18. Hukuk Dairesi Esas No: 2013/20016 Karar No: 2014/7128 Karar Tarihi: 17.04.2014
Yargıtay 18. Hukuk Dairesi 2013/20016 Esas 2014/7128 Karar Sayılı İlamı
Özet:
Manavgat 1. Asliye Hukuk Mahkemesi’nde görülen bir davada, çocuğun babasının tespiti istenmiştir. Ancak, mahkeme hak düşürücü sürenin geçmiş olması ve Anayasa Mahkemesi kararlarına göre geriye dönük işlemlerin yapılmaması gerekçesiyle davanın reddine karar vermiştir. Dava Türk Medeni Kanunu’nun 301/1, 303/2 maddelerine dayalı olarak açılmıştır. Ancak, 303/2. maddesi Anayasa Mahkemesi’nin kararı doğrultusunda iptal edilmiş ve çocuk için hak düşürücü süre bulunmamaktadır. Bu nedenle mahkeme tarafından verilen ret kararı hatalıdır ve tarafların delilleri toplanarak, DNA incelemesi yapılması gerekmektedir. Kanun maddeleri ise Türk Medeni Kanunu’nun 301/1 ve 303/2 maddeleridir.

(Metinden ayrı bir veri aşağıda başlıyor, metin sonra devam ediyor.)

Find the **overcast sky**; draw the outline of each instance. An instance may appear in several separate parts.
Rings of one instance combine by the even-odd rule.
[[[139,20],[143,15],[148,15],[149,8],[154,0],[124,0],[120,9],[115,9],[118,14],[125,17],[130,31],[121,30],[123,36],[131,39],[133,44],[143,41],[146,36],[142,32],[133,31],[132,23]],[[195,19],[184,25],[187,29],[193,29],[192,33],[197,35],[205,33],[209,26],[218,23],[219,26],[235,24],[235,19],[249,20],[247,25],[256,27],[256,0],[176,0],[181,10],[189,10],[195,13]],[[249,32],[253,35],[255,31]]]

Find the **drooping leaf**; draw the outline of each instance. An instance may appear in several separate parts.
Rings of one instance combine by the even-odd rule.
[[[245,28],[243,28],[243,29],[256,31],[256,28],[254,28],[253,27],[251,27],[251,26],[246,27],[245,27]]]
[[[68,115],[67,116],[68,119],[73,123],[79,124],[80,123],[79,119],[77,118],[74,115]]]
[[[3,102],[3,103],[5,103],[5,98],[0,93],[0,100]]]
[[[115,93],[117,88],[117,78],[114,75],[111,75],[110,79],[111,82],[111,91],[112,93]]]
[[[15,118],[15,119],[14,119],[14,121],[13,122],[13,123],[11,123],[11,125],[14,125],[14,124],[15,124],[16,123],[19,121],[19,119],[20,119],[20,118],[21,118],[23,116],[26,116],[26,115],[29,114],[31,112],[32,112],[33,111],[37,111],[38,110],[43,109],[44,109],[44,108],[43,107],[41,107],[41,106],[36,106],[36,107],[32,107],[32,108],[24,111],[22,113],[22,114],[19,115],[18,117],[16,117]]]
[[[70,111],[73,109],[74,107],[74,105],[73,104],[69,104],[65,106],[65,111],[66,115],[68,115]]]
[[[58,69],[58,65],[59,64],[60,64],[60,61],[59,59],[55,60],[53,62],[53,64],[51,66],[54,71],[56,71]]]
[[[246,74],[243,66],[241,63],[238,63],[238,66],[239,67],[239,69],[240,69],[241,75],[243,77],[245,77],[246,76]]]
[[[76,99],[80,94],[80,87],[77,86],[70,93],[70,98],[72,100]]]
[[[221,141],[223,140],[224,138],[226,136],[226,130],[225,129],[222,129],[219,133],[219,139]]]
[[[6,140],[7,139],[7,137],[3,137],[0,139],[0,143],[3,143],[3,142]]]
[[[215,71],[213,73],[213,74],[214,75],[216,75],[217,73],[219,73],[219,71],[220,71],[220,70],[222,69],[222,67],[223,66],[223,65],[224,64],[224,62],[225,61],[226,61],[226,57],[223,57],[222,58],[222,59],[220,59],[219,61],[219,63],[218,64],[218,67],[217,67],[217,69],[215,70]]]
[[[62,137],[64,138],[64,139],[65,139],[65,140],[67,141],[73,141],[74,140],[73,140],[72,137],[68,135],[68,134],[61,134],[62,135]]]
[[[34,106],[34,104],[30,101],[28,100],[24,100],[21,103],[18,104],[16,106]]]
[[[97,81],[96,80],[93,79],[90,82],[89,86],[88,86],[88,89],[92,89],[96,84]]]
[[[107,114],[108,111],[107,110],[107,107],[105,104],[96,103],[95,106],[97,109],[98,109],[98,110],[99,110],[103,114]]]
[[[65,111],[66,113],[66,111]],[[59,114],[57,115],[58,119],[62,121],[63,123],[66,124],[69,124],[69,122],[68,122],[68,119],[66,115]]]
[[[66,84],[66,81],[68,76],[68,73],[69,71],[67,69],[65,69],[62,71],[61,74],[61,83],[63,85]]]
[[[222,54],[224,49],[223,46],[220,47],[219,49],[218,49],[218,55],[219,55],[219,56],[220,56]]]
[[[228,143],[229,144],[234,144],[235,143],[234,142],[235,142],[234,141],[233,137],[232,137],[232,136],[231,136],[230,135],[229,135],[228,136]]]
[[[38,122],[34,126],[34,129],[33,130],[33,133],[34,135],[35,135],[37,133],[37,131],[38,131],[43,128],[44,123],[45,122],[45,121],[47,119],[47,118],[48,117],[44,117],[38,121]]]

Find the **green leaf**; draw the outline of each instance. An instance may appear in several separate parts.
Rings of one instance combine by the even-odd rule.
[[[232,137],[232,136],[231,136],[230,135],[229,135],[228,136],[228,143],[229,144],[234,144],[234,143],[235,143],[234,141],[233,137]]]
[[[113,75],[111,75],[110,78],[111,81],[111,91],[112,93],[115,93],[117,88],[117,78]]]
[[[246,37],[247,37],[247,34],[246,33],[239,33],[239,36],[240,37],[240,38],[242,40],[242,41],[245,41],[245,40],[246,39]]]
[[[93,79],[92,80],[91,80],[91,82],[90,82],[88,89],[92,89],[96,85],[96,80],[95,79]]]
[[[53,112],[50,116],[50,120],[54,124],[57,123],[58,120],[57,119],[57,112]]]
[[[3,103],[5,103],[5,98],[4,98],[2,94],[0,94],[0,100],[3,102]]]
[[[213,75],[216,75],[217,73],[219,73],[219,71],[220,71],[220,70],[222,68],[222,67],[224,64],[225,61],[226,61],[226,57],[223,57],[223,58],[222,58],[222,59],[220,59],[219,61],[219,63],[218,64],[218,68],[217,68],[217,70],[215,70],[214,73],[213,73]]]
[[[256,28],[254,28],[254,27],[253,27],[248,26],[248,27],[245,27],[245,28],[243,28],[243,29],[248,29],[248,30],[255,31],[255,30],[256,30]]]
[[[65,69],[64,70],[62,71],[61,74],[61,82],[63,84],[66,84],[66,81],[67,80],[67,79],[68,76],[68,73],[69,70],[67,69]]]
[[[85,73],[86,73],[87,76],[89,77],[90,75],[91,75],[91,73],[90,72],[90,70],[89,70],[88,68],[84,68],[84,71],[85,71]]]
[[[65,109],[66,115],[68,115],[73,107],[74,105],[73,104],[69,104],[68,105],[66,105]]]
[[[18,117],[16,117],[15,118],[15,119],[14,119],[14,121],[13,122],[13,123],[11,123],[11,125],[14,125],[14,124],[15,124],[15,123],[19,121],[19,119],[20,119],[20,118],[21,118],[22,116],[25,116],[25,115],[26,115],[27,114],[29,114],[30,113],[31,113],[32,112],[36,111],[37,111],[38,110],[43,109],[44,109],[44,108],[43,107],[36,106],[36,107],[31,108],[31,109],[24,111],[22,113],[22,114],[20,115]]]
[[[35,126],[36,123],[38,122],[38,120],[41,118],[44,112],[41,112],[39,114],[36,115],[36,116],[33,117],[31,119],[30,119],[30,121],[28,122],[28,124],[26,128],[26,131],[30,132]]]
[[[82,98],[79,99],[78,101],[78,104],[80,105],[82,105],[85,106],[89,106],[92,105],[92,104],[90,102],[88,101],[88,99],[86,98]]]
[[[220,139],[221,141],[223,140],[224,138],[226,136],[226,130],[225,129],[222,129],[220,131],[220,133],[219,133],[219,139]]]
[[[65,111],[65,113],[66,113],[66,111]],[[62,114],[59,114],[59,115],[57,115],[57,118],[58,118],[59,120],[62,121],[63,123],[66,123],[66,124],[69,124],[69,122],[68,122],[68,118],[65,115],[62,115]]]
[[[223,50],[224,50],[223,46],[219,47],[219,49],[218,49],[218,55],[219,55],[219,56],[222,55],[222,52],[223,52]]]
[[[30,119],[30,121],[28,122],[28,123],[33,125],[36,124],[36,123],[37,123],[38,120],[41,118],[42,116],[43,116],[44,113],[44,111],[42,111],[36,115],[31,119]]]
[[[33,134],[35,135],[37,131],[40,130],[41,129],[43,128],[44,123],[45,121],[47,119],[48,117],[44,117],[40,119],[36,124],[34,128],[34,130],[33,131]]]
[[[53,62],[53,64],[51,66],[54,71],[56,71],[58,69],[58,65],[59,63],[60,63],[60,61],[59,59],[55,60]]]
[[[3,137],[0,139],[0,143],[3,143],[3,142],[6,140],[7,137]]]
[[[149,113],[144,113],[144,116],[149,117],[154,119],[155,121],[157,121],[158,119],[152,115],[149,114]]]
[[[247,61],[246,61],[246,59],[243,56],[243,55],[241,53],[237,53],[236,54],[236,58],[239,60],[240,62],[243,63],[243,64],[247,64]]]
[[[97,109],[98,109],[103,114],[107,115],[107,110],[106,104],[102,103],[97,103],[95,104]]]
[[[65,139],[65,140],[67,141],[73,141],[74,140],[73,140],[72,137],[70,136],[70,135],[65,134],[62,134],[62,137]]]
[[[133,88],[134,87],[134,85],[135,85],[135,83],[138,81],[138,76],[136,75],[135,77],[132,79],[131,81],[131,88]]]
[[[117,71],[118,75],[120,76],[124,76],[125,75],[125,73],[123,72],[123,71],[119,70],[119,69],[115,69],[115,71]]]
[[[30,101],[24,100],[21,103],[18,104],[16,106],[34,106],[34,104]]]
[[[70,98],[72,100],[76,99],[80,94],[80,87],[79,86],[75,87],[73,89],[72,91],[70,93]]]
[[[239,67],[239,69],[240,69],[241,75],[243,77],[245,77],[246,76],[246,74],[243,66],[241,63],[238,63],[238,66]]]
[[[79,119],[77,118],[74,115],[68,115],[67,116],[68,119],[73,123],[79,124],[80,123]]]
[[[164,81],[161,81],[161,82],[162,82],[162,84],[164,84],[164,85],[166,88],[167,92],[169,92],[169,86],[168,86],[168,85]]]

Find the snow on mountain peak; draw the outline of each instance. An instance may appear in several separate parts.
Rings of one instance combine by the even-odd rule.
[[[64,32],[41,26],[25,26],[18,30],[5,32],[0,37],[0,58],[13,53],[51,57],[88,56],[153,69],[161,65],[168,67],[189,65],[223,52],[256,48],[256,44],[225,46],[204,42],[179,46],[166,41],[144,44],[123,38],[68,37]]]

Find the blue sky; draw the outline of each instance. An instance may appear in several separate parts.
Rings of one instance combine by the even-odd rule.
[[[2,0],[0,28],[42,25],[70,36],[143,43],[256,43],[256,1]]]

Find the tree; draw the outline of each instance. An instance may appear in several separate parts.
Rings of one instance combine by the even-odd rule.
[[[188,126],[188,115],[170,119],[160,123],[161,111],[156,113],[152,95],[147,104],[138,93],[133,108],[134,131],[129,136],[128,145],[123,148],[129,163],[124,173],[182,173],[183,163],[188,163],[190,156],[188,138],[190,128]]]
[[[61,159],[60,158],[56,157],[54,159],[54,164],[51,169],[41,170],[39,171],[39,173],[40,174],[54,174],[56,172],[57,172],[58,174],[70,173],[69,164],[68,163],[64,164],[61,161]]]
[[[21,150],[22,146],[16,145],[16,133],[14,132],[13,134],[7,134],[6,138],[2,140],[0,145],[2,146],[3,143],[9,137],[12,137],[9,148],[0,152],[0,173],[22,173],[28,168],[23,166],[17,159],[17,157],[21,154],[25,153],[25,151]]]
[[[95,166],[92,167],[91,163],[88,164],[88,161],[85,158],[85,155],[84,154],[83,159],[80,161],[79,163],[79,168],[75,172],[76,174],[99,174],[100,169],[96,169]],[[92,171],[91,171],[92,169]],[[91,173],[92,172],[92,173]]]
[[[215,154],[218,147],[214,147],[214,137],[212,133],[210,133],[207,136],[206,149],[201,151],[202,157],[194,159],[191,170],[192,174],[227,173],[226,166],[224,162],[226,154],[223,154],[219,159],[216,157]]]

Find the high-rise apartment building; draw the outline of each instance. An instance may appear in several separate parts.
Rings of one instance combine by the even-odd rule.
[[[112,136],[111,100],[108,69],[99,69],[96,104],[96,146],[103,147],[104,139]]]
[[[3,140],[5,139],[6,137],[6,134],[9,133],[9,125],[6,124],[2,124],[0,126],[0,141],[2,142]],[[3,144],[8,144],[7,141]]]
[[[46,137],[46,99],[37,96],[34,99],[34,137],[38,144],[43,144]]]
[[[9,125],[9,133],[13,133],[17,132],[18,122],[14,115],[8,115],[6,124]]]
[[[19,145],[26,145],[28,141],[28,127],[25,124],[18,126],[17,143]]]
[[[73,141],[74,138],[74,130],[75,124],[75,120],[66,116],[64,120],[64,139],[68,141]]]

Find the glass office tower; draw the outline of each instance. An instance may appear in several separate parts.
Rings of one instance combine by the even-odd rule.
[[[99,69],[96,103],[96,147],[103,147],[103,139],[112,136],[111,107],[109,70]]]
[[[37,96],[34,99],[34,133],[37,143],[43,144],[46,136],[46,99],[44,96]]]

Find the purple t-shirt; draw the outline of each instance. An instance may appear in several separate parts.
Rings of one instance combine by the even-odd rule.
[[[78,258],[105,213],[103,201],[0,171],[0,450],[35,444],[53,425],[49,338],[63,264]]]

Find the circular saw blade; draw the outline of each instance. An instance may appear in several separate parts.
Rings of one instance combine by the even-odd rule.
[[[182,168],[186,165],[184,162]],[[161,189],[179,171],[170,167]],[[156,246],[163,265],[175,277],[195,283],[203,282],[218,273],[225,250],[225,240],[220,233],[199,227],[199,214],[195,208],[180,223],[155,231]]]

Dava dilekçesinde, babalığın tespiti istenilmiştir. Mahkemece davanın reddine karar verilmiş, hüküm davacı vekili tarafından temyiz edilmiştir.
Y A R G I T A Y K A R A R I
Temyiz isteminin süresi içinde olduğu anlaşıldıktan sonra dosyadaki bütün kağıtlar okunup gereği düşünüldü: Davacı dava dilekçesinde, annesi Canan ile davalıların mirasbırakanı A.. Ö.."in beraberliklerinden doğduğunu belirterek babalığın tespitini istemiş, mahkemece; hak düşürücü sürenin geçmesi, Anayasa Mahkemesi kararlarının geriye yürümemesi gerekçesi ile dava reddedilmiştir. Dava Türk Medeni Kanunu"nun 301/1, 303/2 maddesine dayalı olarak, çocuk tarafından açılan babalığın tespitine ilişkindir. Aynı Yasanın 303/2. maddesinde ""Çocuğa doğumdan sonra kayyım atanmışsa, çocuk hakkında bir yıllık süre, atamanın kayyıma tebliği tarihinde; hiç kayyım atanmamışsa çocuğun ergin olduğu tarihte işlemeye başlar."" hükmü Anayasa Mahkemesi"nin 2010-71 Esas 2011-143 Karar ve 27.10.2011 tarihli kararı ile iptal edilmiş ve karar 07.02.2013 tarihinde yürürlüğe girmiştir. Mahkemece karar verilmesinden önce Türk Medeni Kanunu"nun 303/2. maddesi hakkındaki iptal kararı yürürlüğe girmiş ve yasada çocuk için hak düşürücü süre artık bulunmamaktadır. Mahkemece taraf delillerinin toplanması, DNA incelemesi yapılması ve sonucu uyarınca bir karar verilmesi gerekirken yazılı gerekçe ile ret hükmü kurulması doğru görülmemiştir. Bu itibarla yukarıda açıklanan esaslar gözönünde tutulmaksızın yazılı şekilde hüküm tesisi isabetsiz, temyiz itirazları bu nedenlerle yerinde olduğundan kabulü ile hükmün HUMK.nun 428.maddesi gereğince BOZULMASINA, temyiz peşin harcının istek halinde temyiz edene iadesine, 17.04.2014 gününde oybirliğiyle karar verildi.